PARIS (Reuters) - Le conseil d'administration de Technicolor étudiait mercredi une proposition de prise de participation minoritaire d'un investisseur étranger, dont le journal les Echos écrit qu'il s'agit de la banque américaine JP Morgan, un processus qui a conduit à la suspension de la cotation du groupe en Bourse.

Le spécialiste des technologies utilisées dans l'industrie du divertissement a déclaré dans un communiqué que son conseil d'administration se réunissait dans l'après-midi pour étudier "une proposition reçue de la part d'une institution internationale pour investir sous forme d'une participation minoritaire dans Technicolor et soutenir la stratégie du Groupe et son plan Amplify 2015", sans précision sur l'identité de cette institution.

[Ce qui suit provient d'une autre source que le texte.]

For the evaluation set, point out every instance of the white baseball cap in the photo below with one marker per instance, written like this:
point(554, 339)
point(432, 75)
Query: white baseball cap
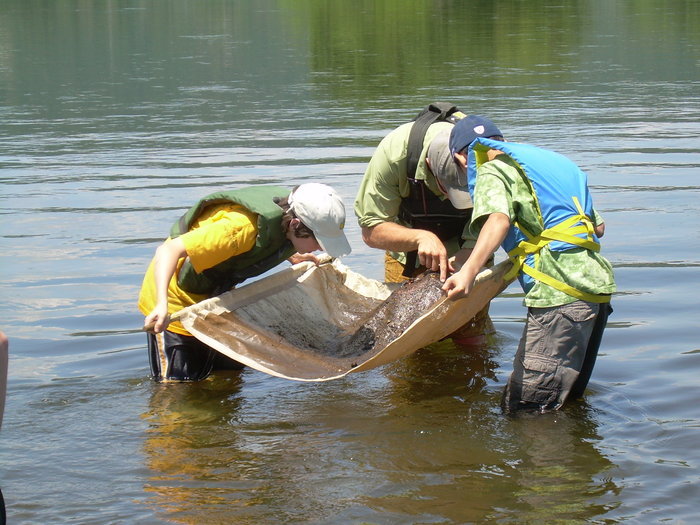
point(321, 209)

Le plan stratégique, dévoilé en février, vise entre autres à générer un flux de trésorerie disponible supérieur à 400 millions d'euros sur la période 2012-2015 tout en divisant par deux le ratio dette nette/Ebitda ajusté.

Dans son édition de jeudi, le quotidien les Echos rapporte que l'institution en question est JP Morgan, qui va prendre près de 30% du capital de Technicolor via deux augmentations de capital distinctes, dont l'une sera réservée au nouveau venu et l'autre aux actionnaires actuels.

Selon les informations du journal, l'arrivée de la banque se fait avec le soutien de la direction qui recherchait depuis plusieurs mois un actionnaire de référence pour faire contrepoids aux fonds d'investissement qui sont présents dans son capital.

JP Morgan deviendrait ainsi le premier actionnaire de Technicolor. Selon des données Thomson Reuters, le principal actionnaire est actuellement le fonds américain Apollo Capital Management avec 8,58% du capital. Le deuxième actionnaire, le canadien West Face Capital, a franchi à la hausse les 5% du capital à 5,09% le 19 avril dernier. Le troisième est Third Point.

Aucun commentaire de Technicolor n'a pu être obtenu dans l'immédiat sur une entrée de JP Morgan. Le groupe a simplement annoncé la tenue d'une téléconférence jeudi matin à 7h30 sur la proposition qu'il a reçue.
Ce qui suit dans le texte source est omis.